Beyond the Slave Trade: 19th-Century Migrations in the Western Sahel

AHA Session 298
Monday, January 6, 2020: 11:00 AM-12:30 PM
Columbus Circle (Sheraton New York, Lower Level)
Chair:
Nemata Blyden, George Washington University

Session Abstract

With the gradual abolition of the transatlantic slave trade over the course of the nineteenth century, Africans often disappear from historical accounts of global migration. When historians discuss the development of the Age of Mass Migration, they refer almost exclusively to the large-scale movement of populations originating in Europe, East, and South Asia. Our panel roots Africans in the Age of Mass Migration. We explore migrations in the Western Sahel region of Africa–particularly in the Senegambia and Upper Niger areas–to demonstrate the fundamental role that African migrants played in the expansion of industrial economies, the consolidation of transnational labor and capital networks, and the spread of Islam. We argue that West Africans migrated outside the frameworks of European slaving and colonization in creative ways to pursue their own ends. More broadly, they participated in the emerging nineteenth-century industrial economy and global circulation of ideas on their own terms. Furthermore, our panel explores how the Age of Mass Migration impacted the history of the Western Sahel, especially in the realms of commodity production, the private sphere, labor regimes, and intellectual life. In sum, we seek to understand how Western Sahelians understood their place in the world.

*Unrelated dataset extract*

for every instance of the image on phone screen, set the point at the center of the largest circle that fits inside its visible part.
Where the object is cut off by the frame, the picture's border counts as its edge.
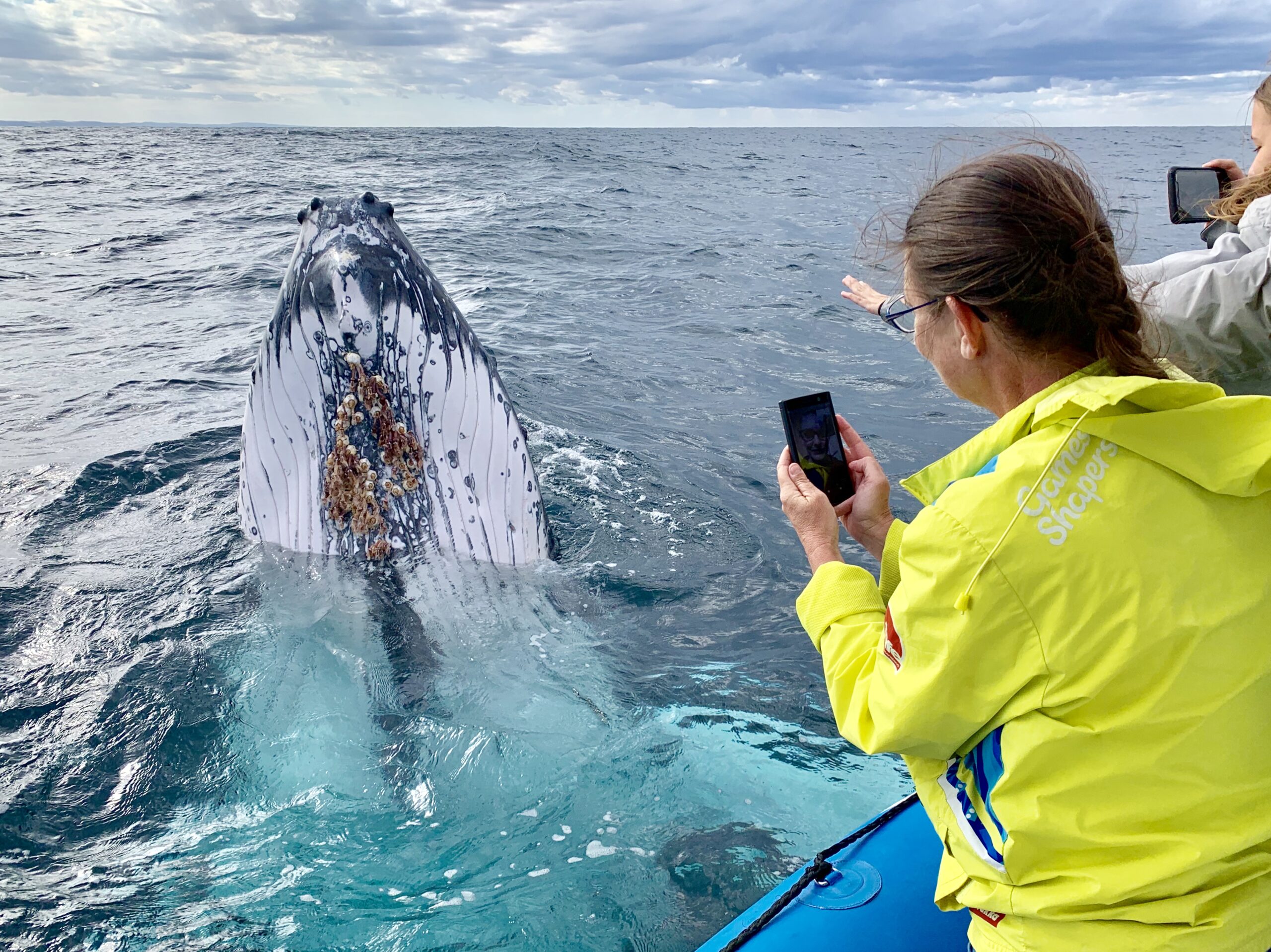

Our panel continues the work begun by Adam McKeown, a historian of Chinese migrants and global migration. As McKeown suggested in his 2004 article “Global Migration, 1846-1940,” Africans and Asians frequently migrated according to their own desires and needs as industrial capitalism expanded across the world in the nineteenth century. It is only by paying close attention to local networks of migratory streams and capital flows that historians can understand how and why Africans and Asians participated in the global economy. We also follow a trail Tiffany Ruby Patterson and Robin D.G. Kelley laid in their 2000 article “Unfinished Migrations: Reflections on the African Diaspora and the Making of the Modern World.” We answer Patterson and Kelley’s call to contribute to “a theoretical framework and conception of world history that treats the African diaspora as a unit of analysis” in a way that illuminates “the full range of black transnational political, cultural, and intellectual life.” In this vein, we analyze the trajectory of Western Sahelians across the nineteenth century, both from and within the region, and across different scales, from the trajectory of a single sojourner to the collective recruitment of contract laborers. Through these varied perspectives, we seek to explore how long-distance migrations integrated regional migratory networks and how human migrations contributed to the mobility of ideas, objects and practices linking the Western Sahel to the Caribbean, metropolitan France, Central Africa, the Indian Ocean rim and the South China Sea.

Our panel would be of particular interest to historians of migration regardless of geographical specialization. We also welcome scholars interested in labor, capitalism, imperialism, and Islam.